Diagnosing performance issues in Chromium browsers
Recently we had complaints from a customer that our forms were taking an unusually long time to load and in many cases caused Chrome to report that the page was "unresponsive". Initially reproducing the problem in our environment was tricky which hindered out efforts to diagnose it. The customer's environment was also heavily restricted. The first port of call is always to open "Developer tools" (F12) and examine the network traffic or console logs but in this case there was nothing obviously wrong. The first idea was to ask the customer to clear out their "Local storage" (Dev Tools > Application > Local Storage) in case, somehow, a bad form structure had been cached and was now causing our scripts in to a tight loop. However, the issue remained and we had to dig deeper.
Chrome Performance Tab
How to Analyze Runtime Performance: Google DevTools
Since we were still having trouble reproducing the issue we asked the customer to access the Peformance tab in Developer tools and attempt to reproduce the issue as they profiled it (Ctrl+Shift+E to reload and record).
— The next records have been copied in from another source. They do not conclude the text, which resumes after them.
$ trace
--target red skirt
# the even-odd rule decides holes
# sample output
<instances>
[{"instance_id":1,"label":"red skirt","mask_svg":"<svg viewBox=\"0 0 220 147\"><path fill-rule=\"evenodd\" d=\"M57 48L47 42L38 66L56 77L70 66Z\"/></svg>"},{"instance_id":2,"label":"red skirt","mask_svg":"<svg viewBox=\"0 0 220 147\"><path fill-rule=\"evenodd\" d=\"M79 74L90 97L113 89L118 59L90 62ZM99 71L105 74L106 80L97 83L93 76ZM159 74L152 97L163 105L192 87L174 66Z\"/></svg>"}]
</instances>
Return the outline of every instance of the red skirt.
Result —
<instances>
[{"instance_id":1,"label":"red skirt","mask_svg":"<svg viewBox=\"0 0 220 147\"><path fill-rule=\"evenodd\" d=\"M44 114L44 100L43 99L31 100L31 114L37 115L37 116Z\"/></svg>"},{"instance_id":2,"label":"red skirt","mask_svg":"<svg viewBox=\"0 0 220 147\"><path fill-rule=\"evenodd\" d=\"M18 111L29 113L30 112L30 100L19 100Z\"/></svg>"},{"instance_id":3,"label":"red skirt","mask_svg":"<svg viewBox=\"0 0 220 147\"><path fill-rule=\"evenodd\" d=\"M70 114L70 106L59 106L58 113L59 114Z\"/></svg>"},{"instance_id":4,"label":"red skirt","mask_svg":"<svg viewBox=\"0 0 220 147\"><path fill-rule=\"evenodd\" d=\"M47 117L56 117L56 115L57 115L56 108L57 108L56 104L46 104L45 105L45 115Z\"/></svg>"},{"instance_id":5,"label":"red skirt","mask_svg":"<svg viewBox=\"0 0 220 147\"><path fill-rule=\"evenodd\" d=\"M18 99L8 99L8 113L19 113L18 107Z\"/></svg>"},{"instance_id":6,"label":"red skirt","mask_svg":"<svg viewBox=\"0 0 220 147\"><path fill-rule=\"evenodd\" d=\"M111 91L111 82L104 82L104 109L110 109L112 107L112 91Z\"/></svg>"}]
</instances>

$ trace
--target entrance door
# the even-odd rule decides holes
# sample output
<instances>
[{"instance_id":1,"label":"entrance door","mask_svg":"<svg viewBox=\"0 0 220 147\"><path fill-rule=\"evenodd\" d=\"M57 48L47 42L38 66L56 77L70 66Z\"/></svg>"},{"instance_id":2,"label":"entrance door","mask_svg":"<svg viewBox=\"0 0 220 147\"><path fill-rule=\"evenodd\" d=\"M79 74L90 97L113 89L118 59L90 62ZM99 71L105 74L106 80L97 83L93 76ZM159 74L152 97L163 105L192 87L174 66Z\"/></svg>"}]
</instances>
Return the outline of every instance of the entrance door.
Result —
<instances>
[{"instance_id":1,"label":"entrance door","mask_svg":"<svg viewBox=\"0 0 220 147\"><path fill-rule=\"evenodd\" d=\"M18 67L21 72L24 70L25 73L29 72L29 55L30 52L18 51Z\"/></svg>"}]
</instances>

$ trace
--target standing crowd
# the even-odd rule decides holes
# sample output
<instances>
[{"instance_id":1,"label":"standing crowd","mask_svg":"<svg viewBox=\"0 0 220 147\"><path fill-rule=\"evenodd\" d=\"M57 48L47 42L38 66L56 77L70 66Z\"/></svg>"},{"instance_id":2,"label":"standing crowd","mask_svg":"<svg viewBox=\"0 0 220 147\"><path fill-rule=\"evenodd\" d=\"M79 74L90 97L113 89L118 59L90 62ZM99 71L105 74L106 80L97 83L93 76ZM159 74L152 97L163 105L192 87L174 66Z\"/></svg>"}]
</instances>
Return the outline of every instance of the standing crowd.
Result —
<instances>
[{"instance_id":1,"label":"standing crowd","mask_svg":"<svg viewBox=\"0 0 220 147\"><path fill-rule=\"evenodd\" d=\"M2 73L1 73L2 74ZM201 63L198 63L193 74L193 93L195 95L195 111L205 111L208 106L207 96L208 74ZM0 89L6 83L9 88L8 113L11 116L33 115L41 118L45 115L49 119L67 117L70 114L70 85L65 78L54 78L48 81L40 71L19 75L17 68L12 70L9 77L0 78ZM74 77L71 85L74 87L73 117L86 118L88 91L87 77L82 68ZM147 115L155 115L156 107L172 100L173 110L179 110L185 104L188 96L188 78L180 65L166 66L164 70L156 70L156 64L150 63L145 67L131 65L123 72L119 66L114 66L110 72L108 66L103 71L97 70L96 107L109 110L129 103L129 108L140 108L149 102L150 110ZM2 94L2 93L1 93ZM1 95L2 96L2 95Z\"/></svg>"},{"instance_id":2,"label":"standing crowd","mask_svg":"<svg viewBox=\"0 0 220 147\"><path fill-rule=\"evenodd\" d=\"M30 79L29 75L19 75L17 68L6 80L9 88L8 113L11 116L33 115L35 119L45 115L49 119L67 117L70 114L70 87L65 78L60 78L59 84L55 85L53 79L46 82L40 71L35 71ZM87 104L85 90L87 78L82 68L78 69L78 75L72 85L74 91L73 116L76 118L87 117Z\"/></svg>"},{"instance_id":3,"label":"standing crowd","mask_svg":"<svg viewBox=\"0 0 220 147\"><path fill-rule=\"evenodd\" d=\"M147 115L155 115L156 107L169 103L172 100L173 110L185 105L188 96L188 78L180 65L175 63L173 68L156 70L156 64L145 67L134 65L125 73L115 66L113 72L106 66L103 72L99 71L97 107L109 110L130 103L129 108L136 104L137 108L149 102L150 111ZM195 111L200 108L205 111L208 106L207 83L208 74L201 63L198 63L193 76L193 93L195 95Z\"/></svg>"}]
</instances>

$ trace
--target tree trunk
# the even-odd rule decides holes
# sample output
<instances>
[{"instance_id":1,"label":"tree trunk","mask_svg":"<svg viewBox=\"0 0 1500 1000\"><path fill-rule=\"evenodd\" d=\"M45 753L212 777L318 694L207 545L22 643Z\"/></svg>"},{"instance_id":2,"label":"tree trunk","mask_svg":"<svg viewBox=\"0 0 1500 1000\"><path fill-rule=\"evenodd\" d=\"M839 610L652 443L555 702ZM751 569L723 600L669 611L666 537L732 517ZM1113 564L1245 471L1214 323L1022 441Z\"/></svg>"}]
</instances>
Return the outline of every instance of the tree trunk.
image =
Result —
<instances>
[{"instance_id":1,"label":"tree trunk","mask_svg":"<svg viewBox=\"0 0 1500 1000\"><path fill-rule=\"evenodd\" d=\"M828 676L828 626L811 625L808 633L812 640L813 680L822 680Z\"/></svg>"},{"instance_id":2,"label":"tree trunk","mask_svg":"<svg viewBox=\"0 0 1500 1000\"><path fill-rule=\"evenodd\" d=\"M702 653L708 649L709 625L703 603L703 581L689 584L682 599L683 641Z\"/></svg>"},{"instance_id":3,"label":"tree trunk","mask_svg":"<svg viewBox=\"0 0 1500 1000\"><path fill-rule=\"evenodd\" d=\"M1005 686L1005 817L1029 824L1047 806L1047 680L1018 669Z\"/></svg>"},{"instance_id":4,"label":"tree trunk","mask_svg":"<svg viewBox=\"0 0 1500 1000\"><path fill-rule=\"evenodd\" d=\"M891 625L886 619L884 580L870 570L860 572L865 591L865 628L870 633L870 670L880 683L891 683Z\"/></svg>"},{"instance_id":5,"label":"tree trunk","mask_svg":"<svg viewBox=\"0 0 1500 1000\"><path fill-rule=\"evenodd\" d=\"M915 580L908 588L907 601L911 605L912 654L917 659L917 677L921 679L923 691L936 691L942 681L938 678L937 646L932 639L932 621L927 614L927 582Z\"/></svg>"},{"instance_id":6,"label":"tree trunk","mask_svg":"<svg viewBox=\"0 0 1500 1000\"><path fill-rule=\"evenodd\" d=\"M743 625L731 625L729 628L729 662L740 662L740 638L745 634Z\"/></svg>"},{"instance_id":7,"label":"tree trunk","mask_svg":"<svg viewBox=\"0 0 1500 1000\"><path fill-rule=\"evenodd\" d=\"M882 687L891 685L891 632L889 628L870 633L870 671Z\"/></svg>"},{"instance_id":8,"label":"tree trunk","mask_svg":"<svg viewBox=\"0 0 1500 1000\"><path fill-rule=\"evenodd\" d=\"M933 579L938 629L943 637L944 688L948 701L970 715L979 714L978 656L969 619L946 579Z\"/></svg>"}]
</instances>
They could then export the result by right-clicking the results and selecting "Save profile...". We received enough traces from the customer to see that there was an obvious problem, manifesting as a large gap where it seems like there was no obvious activity occurring at all. Normally if our product has initiated the problem, it would be visible as high script activity, or large amounts of CSS animation or even an open network request. Even though we were witnessing a fair amount of "Layout Shift" and also some warnings about long tasks, it was the big gap of seemingly no activity which was more concerning. The trace includes screen shots and it's clear to see that where the user was witnessing the browser lock up was at the beginning of this gap. Even when we asked for more details from the trace in the Chrome settings (i.e. Advanced paint instrumentation and (under Experiments) Timeline: show all events, Timeline: event initiators and Timeline: V8 Runtime Call Stats on Timeline this area remained unpopulated.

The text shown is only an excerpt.